Surgery followed in June 2022. What physicians had thought was a thickening of her bladder wall turned out to be a tumor that had spread to her pelvic wall, vaginal wall and uterus, with a growth also found in her appendix, necessitating a total hysterectomy as well as removal of much of the vaginal and pelvic walls, bladder and appendix.

Reeves began treatment with the immunotherapy Opdivo (nivolumab) in August 2022. Following an infusion in November, she began experiencing severe diarrhea due to a case of colitis. She stopped her treatment with Opdivo, and a PET scan to assess her colitis showed that her cancer had metastasized again, this time to her lymph nodes.

She started treatment with Padcev, and after initially experiencing severe side effects — “I don’t think I got out of bed for five days. I could not stop throwing up,” she says — she is now on a modified dosing schedule and has become a self-described “huge fan” of the treatment.
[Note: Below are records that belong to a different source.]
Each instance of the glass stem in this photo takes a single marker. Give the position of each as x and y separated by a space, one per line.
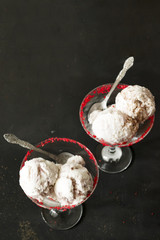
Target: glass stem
112 149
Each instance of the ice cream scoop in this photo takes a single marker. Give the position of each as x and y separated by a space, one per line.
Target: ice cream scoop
137 102
74 182
37 178
103 105
113 126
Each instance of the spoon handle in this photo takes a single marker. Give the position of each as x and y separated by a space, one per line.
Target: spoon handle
11 138
127 65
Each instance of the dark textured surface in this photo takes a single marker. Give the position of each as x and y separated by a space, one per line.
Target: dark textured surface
52 53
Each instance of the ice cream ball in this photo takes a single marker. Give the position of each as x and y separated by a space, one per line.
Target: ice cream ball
37 178
114 127
74 182
137 102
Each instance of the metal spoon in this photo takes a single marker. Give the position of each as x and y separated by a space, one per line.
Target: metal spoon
61 158
103 105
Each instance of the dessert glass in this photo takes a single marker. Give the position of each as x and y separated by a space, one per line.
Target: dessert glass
56 216
111 158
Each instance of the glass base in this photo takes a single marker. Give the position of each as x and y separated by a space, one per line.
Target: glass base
62 220
113 159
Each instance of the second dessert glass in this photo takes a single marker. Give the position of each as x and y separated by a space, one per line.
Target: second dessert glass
111 158
65 217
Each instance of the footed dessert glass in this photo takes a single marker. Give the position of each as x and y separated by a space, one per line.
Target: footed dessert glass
111 158
56 216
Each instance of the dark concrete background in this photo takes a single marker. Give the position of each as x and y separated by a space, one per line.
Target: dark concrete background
52 53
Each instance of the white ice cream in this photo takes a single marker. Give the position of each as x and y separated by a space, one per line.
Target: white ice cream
137 102
68 184
74 182
113 126
37 178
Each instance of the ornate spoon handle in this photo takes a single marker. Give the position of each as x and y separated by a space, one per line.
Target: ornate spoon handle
11 138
'We Are Far Away From Curing Everybody'

Research continues into antibody-drug conjugates for the treatment of bladder cancer, with Zakharia saying that the Padcev-Keytruda combination is currently being studied in the neoadjuvant setting, and Friedlander saying phase 3 trial data are expected that could convert Trodelvy’s accelerated approval to a full approval. Meanwhile, HER2 receptor-targeting antibody-drug conjugates Enhertu (trastuzumab deruxtecan) and disitamab vedotin are also being studied in bladder cancer.

Despite recent advancements, unmet needs persist.

“Certainly, there are a significant number of patients who [were] not responding,” Zakharia says. “[For] about 30%, 40% of patients, we’re not shrinking their tumors, at least based on the reported clinical trial [findings, and so] ... there is an unmet need of curing every patient. Certainly we are heading [in] that direction, but we are far away from curing everybody.”

Side effects of antibody-drug conjugates, Adesunloye said, can include motor and sensory neuropathy, hyper- glycemia, dry eye, blurry vision and rash.

Reeves lost her hair during her time on Padcev and has experienced severe dry eye and inflammation of the corneas, in addition to cataracts, which she attributed to treatment with steroids, as well as fatigue, rash and crepey skin.

“But it’s better than having metastatic cancer and all the side effects that I’ve had from the other stuff,” she says. “It’s manageable, it’s tolerable. But [if you experience side effects], let your care team know what’s going on.”